During the summer, avoid going out during the hottest time of day. Take your pooch for walks in the morning and evening instead, as Rottweilers don't tolerate heat very well. In addition to physical canine activities like canicross, treibball, and flyball, Rottweilers also need regular intellectual stimulation. At home, make sure you have enough games and toys to occupy your pooch in your absence. Brain games, such as Kongs or puzzles, are ideal. Choose sturdy toys, as Rottweilers are powerful and may risk breaking smaller objects and swallowing the debris, which could prove dangerous in the long run.

Pet Insurance: Protecting Your Rottweiler

As a family dog, pet insurance is not obligatory for your Rottweiler in the UK. However, taking out a pet insurance policy for your dog helps to cover you in the event of accident or illness. Even if your dog is not aggressive by nature, accidents can happen quickly and you would be held responsible for any damage or harm caused to a third party by your dog. Pet insurance is a great way to make sure you're not hit with any nasty surprises. Most home insurance policies offer the option to include animal liability insurance. You can also purchase third party public liability dog insurance, which provides additional protection. Additionally, while Rottweilers generally enjoy robust health, they are not infallible.

Pet insurance for dogs is a great way to make sure they get the healthcare they deserve throughout their life. This dog breed is prone to certain diseases and, as vet fees are not standardised in the UK, veterinary costs can be very high.
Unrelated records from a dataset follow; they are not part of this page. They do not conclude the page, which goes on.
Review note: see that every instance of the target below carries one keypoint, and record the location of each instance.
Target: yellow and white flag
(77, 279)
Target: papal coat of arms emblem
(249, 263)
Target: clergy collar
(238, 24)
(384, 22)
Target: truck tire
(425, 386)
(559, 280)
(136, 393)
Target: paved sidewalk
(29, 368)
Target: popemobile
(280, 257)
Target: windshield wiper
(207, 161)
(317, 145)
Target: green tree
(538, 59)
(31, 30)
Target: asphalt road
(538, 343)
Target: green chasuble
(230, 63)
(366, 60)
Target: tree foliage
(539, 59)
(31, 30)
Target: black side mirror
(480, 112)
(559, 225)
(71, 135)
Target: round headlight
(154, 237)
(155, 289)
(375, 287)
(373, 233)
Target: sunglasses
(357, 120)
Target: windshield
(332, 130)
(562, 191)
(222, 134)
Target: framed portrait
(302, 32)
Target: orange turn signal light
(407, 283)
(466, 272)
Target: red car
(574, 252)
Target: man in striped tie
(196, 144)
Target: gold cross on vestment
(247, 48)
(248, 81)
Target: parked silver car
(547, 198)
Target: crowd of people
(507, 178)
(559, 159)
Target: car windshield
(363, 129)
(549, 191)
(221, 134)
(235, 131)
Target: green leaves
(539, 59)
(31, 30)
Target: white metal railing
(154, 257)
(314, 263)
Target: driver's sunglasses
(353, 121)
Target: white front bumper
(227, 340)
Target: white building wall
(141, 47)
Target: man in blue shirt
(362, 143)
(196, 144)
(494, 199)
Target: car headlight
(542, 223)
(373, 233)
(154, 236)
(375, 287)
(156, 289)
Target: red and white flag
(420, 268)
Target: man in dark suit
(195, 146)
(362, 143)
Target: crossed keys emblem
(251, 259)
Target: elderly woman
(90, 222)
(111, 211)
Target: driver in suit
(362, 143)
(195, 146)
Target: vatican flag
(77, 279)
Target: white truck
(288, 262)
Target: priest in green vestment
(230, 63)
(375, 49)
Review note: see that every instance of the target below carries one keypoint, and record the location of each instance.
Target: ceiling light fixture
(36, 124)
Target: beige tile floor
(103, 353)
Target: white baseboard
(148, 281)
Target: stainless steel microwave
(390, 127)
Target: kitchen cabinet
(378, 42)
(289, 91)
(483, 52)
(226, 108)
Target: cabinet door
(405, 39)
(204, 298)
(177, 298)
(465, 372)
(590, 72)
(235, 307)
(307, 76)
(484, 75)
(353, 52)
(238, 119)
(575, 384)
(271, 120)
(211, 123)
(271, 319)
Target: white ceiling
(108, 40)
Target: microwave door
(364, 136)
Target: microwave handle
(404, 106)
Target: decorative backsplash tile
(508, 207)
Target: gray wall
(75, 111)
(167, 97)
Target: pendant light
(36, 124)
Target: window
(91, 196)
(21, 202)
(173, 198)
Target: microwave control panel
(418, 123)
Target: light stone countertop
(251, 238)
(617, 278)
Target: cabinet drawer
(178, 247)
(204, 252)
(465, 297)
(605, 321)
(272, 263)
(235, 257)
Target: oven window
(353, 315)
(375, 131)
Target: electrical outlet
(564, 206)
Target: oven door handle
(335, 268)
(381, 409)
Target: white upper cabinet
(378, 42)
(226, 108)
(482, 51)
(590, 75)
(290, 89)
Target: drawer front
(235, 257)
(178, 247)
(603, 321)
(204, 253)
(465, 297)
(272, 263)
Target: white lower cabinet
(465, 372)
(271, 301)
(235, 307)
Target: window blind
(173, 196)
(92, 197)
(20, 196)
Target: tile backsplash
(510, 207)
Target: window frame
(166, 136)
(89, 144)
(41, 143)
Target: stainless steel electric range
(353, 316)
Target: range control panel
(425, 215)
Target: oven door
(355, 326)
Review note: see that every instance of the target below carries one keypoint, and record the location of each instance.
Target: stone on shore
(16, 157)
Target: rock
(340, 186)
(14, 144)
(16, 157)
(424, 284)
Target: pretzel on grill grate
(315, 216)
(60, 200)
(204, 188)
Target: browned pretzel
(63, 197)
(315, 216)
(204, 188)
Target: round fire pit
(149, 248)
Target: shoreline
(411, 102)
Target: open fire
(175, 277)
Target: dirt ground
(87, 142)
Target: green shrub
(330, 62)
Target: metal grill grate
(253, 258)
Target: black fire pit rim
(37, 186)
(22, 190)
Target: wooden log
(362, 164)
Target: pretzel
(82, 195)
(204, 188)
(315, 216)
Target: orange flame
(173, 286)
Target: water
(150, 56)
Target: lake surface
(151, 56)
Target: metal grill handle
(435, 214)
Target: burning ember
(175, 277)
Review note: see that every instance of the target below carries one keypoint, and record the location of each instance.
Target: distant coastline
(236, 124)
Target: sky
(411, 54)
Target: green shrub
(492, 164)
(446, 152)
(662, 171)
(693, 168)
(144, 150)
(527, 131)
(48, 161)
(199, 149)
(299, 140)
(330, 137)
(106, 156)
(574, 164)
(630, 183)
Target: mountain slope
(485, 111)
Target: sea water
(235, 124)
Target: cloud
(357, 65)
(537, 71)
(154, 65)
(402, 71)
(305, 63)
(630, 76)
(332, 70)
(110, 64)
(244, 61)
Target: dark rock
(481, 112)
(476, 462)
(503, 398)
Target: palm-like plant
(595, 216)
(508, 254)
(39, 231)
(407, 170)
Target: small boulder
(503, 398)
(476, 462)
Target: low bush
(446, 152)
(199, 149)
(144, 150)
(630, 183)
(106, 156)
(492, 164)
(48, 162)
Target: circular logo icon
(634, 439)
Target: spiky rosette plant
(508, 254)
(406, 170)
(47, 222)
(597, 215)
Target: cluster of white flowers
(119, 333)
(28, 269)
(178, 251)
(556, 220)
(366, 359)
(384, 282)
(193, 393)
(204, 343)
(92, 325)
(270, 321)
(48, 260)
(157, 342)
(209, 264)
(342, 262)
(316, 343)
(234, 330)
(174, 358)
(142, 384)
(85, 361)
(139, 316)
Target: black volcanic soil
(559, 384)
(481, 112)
Health insurance for your Rottweiler works the same way as for humans: you pay a monthly premium to an insurance company and, in return, they reimburse you for any veterinary expenses.  In any case, before deciding on a particular contract, make sure to shop around for quotes and assess which best suits your circumstances. Then, take the time to read the fine print to ascertain the type of services offered, as well as the reimbursement rate, limits, and eligibility or exclusion clauses. Some insurance companies may refuse to insure dogs that are too old, too young, or already sick. So don't wait for your Rottweiler to get sick or old before taking out pet insurance for them, or you may risk them not being properly taken care of. Insurance companies may also refuse to reimburse costs incurred for certain diseases, genetic or hereditary diseases in particular. Read your contract carefully before signing and don't hesitate to ask your vet for advice.

Rottweiler Size and Weight

The Rottweiler is a large dog with an imposing build. Adult males measure between 61 and 68cm at the withers, while females measure between 56 and 63cm at the withers. There is also a marked difference in weight between males, which weigh between 45 and 54kg, and females, which weigh between 42 and 50kg.

The Kennel Club classifies the Rottweiler in The Working Group, which consists of dogs that were selectively bred to become guards and search and rescue dogs. Other breeds in this group include the Boxer, the Great Dane, and the St. Bernard.